Berrio, para los que aún no lo conocen, es el músico más importante de esa generación perdida del rock en español que abarca finales de los ochenta y mediados de los dosmiles. Como Fernando Alfaro o Antonio Arias, Berrio estaba demasiado cerca del fin de la movida –quizá la época musical menos estimulante en la historia del rock en español– pero aún muy lejos de la explosión del indie ruidoso noventero –al que no le hace ascos en su devoción confesa por la Velvet y en el que encontró no pocos amigos.
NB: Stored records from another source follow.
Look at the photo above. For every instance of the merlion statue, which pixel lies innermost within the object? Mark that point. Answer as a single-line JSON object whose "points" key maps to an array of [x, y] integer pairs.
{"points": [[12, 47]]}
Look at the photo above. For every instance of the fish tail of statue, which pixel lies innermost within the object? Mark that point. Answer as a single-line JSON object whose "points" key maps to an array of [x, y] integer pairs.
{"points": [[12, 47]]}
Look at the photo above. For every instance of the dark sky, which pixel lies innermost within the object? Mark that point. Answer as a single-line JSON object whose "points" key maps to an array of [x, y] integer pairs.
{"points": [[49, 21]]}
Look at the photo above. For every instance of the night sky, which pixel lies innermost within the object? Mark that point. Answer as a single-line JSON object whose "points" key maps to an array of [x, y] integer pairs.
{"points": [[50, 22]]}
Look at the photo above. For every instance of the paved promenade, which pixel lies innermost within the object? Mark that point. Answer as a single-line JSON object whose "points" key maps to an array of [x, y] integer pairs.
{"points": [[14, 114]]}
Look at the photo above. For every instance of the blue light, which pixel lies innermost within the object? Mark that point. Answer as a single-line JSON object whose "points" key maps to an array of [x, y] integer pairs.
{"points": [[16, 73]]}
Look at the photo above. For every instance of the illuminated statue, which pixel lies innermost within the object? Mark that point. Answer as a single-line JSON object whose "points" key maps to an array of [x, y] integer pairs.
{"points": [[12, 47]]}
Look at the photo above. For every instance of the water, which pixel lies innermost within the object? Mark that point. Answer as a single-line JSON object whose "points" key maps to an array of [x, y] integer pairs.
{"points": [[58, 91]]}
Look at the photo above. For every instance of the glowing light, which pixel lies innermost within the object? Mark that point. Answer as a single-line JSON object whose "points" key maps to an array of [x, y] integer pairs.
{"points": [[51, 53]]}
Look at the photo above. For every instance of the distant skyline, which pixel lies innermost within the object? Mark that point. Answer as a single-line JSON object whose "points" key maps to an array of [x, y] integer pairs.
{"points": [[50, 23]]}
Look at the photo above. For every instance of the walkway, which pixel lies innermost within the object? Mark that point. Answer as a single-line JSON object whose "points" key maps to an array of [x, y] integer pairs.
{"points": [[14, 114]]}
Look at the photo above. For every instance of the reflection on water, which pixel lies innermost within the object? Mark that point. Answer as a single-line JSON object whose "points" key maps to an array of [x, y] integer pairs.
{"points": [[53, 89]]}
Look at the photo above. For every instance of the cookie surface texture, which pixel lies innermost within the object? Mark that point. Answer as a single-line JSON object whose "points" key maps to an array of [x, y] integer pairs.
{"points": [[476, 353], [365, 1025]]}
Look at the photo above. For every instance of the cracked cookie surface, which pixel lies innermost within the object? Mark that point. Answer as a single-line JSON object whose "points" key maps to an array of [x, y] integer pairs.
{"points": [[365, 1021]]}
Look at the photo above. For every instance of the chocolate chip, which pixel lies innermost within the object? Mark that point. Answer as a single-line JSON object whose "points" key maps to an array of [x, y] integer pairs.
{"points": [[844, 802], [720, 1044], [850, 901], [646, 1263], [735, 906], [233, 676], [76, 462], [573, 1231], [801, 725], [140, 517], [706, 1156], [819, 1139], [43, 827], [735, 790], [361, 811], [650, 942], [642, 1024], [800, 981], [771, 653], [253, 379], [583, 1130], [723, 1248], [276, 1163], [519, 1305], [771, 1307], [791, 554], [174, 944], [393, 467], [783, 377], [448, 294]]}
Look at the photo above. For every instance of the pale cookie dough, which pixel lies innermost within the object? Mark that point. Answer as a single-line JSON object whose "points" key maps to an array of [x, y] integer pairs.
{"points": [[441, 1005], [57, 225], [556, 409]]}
Además, cantaba en español en un País Vasco que promovía y apoyaba la música en euskera.

Ya fuera bajo su propio nombre o bajo el de bandas (Deriva) o falsas bandas (Amor a Traición) Berrio escribió, interpretó y grabó discos de rock de autor donde lo más importante era el qué se decía y sobre todo el cómo. Autor de un léxico espectacular (es cierto como dijo Jonás Trueba hablando de él que los músicos ya no nos descubren palabras), una curiosidad infinita, un sentido del humor deslumbrante y una capacidad melódica única (al fin y al cabo también fue autor para otros, y para serlo hay que ser muy bueno), el gran Rafael Berrio falleció, como se sabe, el 31 de marzo de 2020, dejándonos huérfanos de canciones y discos.

Supimos, los que más o menos estábamos cerca de su entorno, que Rafael dejó inédito un libro con sus letras –un libro de poemas por derecho, como dicen los flamencos– y algunas canciones grabadas. Lo que no podíamos imaginar es que, además, dejara la nueva mejor película de fantasmas.

Escuchando Niño futuro es, en apariencia, lo que promete el título: plano fijo, foco inamovible, Berrio se planta (no sin humor, y con unas dotes actorales ya contrastadas en La Reconquista de Jonás Trueba) delante de la mesa de mezclas de un estudio de San Sebastián y escucha del tirón y en orden, tema tras tema, el que fue su último disco de estudio.

No tardamos en descubrir que la apariencia, como cuando se mira debajo de una sábana que flota, engaña. Berrio nos descubre que en el preciso orden secuenciado de las canciones del disco late una historia de recuerdos, apariciones, espectros, apocalipsis y renaceres. Una especie de novela gótica en la que el fantasma nos contempla mientras lo contemplamos, en el que se suceden las evocaciones de una vida pasada ("Dadme la vida que amo", "Mi álbum de nubes del cielo") la sombra de un final al principio lejano ("Sísifo releva a Sísifo") hasta que en el díptico formado por "Abolir el alma" y "El horror" los depravados monstruos lovectraftianos –las criaturas que habitan bajo la mansión– toman el control. A pesar de la falsa ilusión –el único playback a cámara de principio a fin– de "Las tornas cambian" (quizá, puede, un guiño a Henry James) y la exhibición de atrocidades de "Niño futuro", lo mejor está aún por llegar.

En un último truco, inesperado y genial ("El truco era un resorte") Berrio –casi como el Bowie de Blackstar– dota de sentido a todo lo visto (escuchado y vivido) y comprendemos con ese “Y se acabó la magia" final que si el arte de los fantasmas que, si el cine es el arte de los fantasmas, la música es el de los mortales. Que usted lo vea.